My Lords, I thank and congratulate the noble Baroness, Lady Finlay, on introducing this Bill to your Lordships’ House. I commend her for her persistence on this issue and for the excellent introductory speech she has made. This Bill deserves to, and I suspect will, garner support from all parts of the House. It is only to be hoped that, on this occasion, the Government Front Bench will join the chorus of support; we shall see.
I am significantly out of my comfort zone debating England’s health policy in your Lordships’ House. I was a Member of Parliament in the west of Scotland for 13 years, for all but two of which we had a Scottish Parliament, and therefore devolved responsibility for health matters. I do not even have a wealth of anecdotes or experience to share with the House; I did not learn very much about health policy during that time. So why, noble Lords may ask, am I taking up precious time to make a contribution to this debate? In explaining why, I will make the one point I want to make.
For the past week or so, I have been preparing to make a contribution to a debate that took place yesterday on inequalities.
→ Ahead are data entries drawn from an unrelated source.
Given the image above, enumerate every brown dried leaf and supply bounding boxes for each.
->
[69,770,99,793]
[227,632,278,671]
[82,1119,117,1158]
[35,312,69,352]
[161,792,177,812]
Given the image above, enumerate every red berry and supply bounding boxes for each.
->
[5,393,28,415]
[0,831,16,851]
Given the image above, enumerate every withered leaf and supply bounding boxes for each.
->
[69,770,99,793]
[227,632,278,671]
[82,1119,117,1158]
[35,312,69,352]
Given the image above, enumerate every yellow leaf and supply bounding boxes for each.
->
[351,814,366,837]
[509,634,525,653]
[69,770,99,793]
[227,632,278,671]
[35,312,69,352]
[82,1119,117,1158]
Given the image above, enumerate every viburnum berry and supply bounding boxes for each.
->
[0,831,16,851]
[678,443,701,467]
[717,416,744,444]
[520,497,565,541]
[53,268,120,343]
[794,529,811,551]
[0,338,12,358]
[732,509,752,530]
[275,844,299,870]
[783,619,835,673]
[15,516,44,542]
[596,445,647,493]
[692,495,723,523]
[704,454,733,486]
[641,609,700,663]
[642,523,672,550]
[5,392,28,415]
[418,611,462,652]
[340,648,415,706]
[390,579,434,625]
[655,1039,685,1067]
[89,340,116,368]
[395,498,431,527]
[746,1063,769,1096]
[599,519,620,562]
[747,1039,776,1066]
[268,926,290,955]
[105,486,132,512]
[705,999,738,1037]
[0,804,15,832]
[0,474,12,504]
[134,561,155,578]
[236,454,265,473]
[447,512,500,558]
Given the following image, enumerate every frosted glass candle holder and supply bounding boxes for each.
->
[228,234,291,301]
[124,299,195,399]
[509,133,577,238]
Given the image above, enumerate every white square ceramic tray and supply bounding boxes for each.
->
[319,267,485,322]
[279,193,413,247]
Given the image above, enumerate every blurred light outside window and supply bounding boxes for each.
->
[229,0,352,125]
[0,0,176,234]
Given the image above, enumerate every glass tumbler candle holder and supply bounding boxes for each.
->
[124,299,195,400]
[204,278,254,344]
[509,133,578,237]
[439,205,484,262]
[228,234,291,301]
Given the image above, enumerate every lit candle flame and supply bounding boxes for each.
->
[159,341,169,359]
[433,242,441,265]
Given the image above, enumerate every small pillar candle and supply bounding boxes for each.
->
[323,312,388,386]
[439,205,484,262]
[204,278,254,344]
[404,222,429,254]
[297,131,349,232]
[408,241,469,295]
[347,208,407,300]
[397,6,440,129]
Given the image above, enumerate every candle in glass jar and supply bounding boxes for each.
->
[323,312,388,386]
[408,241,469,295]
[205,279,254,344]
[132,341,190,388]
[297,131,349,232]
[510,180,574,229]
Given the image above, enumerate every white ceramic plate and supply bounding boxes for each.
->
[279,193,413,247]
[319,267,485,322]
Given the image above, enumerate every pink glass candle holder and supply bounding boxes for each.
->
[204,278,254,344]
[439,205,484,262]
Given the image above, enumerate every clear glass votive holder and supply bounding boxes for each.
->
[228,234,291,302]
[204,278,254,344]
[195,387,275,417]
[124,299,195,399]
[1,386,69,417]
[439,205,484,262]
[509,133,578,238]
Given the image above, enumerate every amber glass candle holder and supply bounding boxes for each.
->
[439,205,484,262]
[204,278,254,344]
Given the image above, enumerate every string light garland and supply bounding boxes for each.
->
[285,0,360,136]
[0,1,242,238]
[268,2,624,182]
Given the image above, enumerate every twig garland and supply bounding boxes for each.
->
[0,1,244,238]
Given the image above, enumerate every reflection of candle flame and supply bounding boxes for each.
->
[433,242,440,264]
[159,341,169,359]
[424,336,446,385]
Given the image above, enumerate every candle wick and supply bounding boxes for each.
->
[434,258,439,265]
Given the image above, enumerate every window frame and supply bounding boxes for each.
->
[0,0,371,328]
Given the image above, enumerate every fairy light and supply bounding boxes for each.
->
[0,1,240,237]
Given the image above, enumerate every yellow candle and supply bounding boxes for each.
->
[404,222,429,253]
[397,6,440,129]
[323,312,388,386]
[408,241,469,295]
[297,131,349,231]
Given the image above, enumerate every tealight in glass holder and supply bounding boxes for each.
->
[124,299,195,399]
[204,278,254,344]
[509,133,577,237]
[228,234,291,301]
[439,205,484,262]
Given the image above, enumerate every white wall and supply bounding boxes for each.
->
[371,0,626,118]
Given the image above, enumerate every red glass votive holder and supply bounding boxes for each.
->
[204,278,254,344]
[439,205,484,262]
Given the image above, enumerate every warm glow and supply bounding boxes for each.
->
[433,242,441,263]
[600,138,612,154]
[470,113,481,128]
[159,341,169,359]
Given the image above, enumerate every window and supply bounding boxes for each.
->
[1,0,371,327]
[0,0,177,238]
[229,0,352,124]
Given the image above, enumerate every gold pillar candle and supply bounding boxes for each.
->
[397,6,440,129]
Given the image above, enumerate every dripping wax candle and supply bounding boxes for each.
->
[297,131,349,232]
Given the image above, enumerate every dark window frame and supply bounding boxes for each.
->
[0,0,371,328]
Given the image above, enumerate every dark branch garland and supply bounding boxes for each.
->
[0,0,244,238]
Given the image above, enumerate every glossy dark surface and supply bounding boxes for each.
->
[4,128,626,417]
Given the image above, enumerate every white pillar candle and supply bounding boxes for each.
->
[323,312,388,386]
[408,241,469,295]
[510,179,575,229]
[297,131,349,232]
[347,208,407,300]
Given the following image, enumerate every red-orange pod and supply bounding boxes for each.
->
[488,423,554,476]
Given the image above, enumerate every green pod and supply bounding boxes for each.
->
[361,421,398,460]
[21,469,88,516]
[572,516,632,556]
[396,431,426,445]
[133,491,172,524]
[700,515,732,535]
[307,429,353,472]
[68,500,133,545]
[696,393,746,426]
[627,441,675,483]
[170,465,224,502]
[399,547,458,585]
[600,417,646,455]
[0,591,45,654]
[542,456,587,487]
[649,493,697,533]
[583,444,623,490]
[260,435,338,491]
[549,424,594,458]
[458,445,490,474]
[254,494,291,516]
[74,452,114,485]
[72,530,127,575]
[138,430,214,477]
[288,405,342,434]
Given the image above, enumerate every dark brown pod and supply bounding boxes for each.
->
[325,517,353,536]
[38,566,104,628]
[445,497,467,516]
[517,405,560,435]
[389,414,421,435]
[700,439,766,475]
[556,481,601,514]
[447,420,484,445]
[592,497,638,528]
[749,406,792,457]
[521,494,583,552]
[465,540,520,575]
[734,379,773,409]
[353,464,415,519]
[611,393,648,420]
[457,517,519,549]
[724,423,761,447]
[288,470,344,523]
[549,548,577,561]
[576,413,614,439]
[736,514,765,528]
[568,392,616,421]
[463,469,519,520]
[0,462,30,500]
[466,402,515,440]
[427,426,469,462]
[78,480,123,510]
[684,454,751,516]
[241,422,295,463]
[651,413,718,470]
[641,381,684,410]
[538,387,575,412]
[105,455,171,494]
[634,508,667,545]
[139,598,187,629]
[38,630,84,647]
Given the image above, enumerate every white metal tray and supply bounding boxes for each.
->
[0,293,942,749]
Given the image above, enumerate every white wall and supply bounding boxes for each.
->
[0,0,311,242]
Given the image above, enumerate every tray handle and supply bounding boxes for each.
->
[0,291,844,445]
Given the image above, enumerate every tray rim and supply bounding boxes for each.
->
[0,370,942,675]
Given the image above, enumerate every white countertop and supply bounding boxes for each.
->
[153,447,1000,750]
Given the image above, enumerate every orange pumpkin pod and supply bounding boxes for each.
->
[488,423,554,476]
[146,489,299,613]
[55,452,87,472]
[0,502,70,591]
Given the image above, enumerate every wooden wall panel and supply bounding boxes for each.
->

During the course of my research, I came across an excellent document from Marie Curie, for which I understand the noble Baroness, Lady Finlay, has management responsibility. For those who would like to read it, the document is dated April 2015 and is entitled Equity in the Provision of Palliative Care in the UK: Review of Evidence. I thought I would find evidence of inequality in there and to my horror I did—in spades. Then, I noticed that this debate was taking place, so I did not deploy this argument yesterday but kept it for today. I am pleased to see that we have the same Minister today. She made an excellent contribution to yesterday’s debate and showed a significant degree of empathy for the issues being raised. But I am hoping that she has learned a lesson from yesterday, which I will ask her to implement today.
I do not feel the need to add to the vast amount of evidence of disparity of provision and quality in this space. I went back and read the 2015 debate, and I think I get the Government’s position. I say to the Minister, with all humility and respect, that it will not be any response to this debate to remind us that the United Kingdom sits at the top of some perceived league table on palliative care. That is no answer to the people who suffer from this inequity. It is no answer to those who suffer from care that is not the best it could be. Equally—the recording of this is important—I hope that the people who provide the best palliative care in this country are congratulated on doing what they do at a superb level. But that is no answer to the people who suffer from inequity or from what is not the best care. With respect, it is no answer to say that the infrastructure of the provision of health in this country now puts the responsibility at a local level, and that we do a disservice to localism or local provision if we try to deal with this.
The reason is simple—yesterday’s debate was redolent of it. We know that, if we allow inequity and inequalities to persist, they get worse. They do not cure themselves; they get worse and they become the norm. People put up with it, yet they have no reason to put up with it if something better can be provided. We also know that, whether or not the responsible mechanism for the delivery of the best is local, in an inequitable environment it requires some authority with an aerial view to see where there is better, why there is a difference and how it can be done.
With all due respect to everyone who will contribute to this debate, the noble Baroness, Lady Finlay, has offered the Government an elegant solution to a problem which even the Government accept exists. It is an elegant, easy solution. It should be embraced, and resources should be devoted to implementing that decision once embraced; then the local people can get on and deliver it.